In her 1914 autobiography, renowned suffragette leader Emmeline Pankhurst wrote “Men make the moral code and they expect women to accept it. They have decided that it is entirely right and proper for men to fight for their liberties and their rights, but that it is not right and proper for women to fight for theirs.” But, just as Pankhurst fought for her rights despite that sentiment, many women around the world today are fighting for theirs, as part of the sweeping global movement spearheaded by women standing against sexual harassment in recent months.
On Tuesday, the U.K. marks the 100th anniversary of British women gaining the right to vote. While it may seem like distant history, the centenary is a cause for both celebration and reflection on the parallels between international women’s movements of the past and of the present.
Here are three lessons of that century-old fight that still apply today:
Protest is powerful
The passage of the Representation of the People Act in 1918 only allowed certain women over the age of 30 to vote, which applied to 40% of women across the country, amounting to some 8.5 million people. Yet years of groundwork had gone into this achievement, with the power of the protest playing a crucial role.
As the 2015 film Suffragette depicts, women turned to militant-style tactics to attract attention to their cause. While the National Union of Women’s Suffrage Societies faction used peaceful methods, the Women’s Social and Political Union held firmly the belief in “deeds, not words.” These protest tactics were most commonly used in the years leading up to the First World War, when suffragettes went on hunger strikes, chained themselves to railings and heckled government meetings.
“There are some parallels between that period and now in the sense that women are saying ‘enough is enough,'” says Nicoletta Gullace, Professor of History at the University of New Hampshire.
On Black Friday, as Nov. 18, 1910, became known, suffragettes rushed the House of Commons but were brutally pushed back by police. The clashes lasted for six hours, with some reports suggesting police used sexual violence against demonstrators.
Another key moment in the suffragette movement came when Emily Wilding Davison fatally stepped out in front of the King’s horse at the Epsom Derby in 1913. Davison’s funeral procession attracted huge crowds of suffragettes in London, and brought their cause to the world’s attention. Gullace tells TIME that these marches bear similarity with the women’s protest marches of today in the era of President Donald Trump, with banners and hats serving as “sartorial markers that unmistakably link that pre-war moment to the anti sexual assault protests we see now.”
A movement can be global
Both the women’s suffrage movement and the current #MeToo and Time’s Up movements have taken on global dimensions, and just as the reckoning against sexual harassment has been expressed differently in countries across the world, the international women’s suffrage movement was similarly nuanced.
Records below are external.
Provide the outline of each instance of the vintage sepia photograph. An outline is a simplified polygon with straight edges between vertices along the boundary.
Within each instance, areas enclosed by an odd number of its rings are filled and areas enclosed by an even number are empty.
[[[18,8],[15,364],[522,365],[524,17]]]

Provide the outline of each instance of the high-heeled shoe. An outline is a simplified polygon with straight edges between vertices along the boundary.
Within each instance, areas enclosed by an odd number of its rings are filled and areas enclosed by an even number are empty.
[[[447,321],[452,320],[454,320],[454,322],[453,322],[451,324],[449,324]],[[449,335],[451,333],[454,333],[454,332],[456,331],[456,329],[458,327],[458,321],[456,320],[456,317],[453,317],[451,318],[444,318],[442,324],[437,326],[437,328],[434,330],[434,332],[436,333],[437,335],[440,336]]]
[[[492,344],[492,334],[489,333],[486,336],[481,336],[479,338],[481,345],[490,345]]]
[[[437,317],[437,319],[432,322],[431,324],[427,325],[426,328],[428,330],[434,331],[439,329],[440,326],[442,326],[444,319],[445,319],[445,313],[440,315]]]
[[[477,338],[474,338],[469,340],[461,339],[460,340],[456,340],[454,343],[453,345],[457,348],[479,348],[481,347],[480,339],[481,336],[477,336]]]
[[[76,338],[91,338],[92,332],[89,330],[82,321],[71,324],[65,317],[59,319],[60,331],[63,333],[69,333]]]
Conversation in recent years has turned to the diversity of the British suffragette movement, particularly in terms of race and sexuality. Sumita Mukherjee, a historian of the British Empire and Indian subcontinent, tells TIME that Indian women were actively involved in the British movement, and would go on to play significant roles in the Indian suffrage movement. British women post-1918 did start looking outward and thinking about suffrage around the world, but Mukherjee says that this must be taken in context with the “complicated history around imperialism and the objectification of women of color in the movement.”
Certainly, British women were not in isolation in their fight for the vote; women across the Commonwealth, Asia and the United States also faced parallel challenges. The exchange of ideas between women’s suffrage activists on an international level were facilitated by forums such as the Paris Peace Conference and the International Women’s Suffrage Alliance, which held regular conferences and was founded by British suffragist Millicent Garrett Fawcett along with others.
The fight continues
Women’s right to vote in the U.K., granted by the 1918 Act, also enabled them to run for political office for the first time. A century later, as TIME recently reported, a record number of women are currently running for office in the U.S., politically energized since Trump’s election in 2016.
“The legacy of the right to vote is not just the fight for political equality, but it’s connected to so many issues around the world such as violence against women and girls and the gender pay gap,” says Mukherjee, on the importance of political representation.
Women’s suffrage leaders drummed up mass support without the use of social media enjoyed by campaigners today. The similarity between the two lies in their emphasis on solidarity.
“The suffrage campaign was a long campaign, taking 52 years from 1866 to 1918, because it was ultimately about changing people’s attitudes about women,” says Gillian Murphy, Curator for Equality, Rights and Citizenship, and who looks after the Women’s Library collection at the London School of Economics Library. “This is something that we are still dealing with today if we think about the whole issue of violence against women and what is and what is not acceptable behavior.”
As this milestone anniversary is commemorated, women the world over are still facing a lack of political representation, as well as other social and economic inequalities. A century on, the words of Emmeline Pankhurst remain strikingly relevant: “We are here, not because we are law-breakers; we are here in our efforts to become law-makers.”